In the early 1970s, extensive land reclamation took place in Botany Bay, resulting in the creation of a foreshore beach, a golf course, and the substantial container port facilities of Patricks and Hutchison.

==Land use==
Banksmeadow is primarily an industrial area and lacks residential land. Its landscape is dominated by commercial and industrial establishments closely tied to nearby Port Botany, which includes various oil terminals, the Sydenham-Botany Goods Railway, and a substantial chemical facility operated by Orica Limited.
Banksmeadow is also home to a Kelloggs factory.

==Landmarks==
The Foreshore Beach, also known as Botany Beach, stretches along the coastline of Botany Bay.

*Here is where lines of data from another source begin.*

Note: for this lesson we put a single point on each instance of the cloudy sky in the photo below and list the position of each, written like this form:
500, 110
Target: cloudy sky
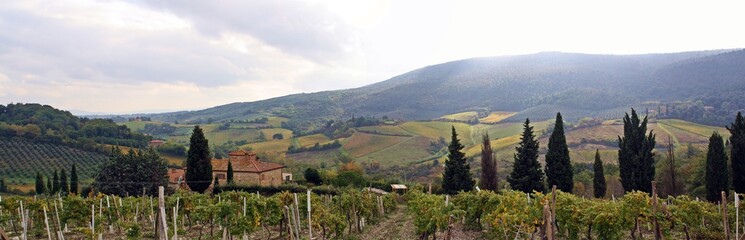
114, 56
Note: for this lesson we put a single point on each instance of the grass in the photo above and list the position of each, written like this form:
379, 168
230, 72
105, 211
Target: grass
464, 116
402, 153
361, 144
435, 130
495, 117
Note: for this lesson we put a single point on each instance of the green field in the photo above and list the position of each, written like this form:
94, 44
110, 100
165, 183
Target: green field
464, 116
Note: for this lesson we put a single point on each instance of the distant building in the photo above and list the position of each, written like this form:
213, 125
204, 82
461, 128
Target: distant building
155, 143
248, 169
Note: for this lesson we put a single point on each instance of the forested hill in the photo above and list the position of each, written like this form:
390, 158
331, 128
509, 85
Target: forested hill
700, 83
46, 124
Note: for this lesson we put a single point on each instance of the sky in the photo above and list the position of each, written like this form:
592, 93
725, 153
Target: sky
139, 56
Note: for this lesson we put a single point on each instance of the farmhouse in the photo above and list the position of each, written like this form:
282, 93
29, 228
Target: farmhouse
248, 169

However, the expansion of port facilities by the Sydney Ports Corporation has led to the loss of a portion of the sandy public beach in recent years. A rock seawall now spans a significant stretch of the beach, limiting its use as a public beach. The beach suffers from poor water quality and substantial erosion. Efforts are underway by Sydney Ports to build two groynes to safeguard the remaining section of the beach. The area encompasses Banksmeadow Park and the Botany Golf Club.

==Schools==
The Banksmeadow Public School is situated at the intersection of Wiggins and Trevelyan Streets in Botany. Its establishment dates back to 1881.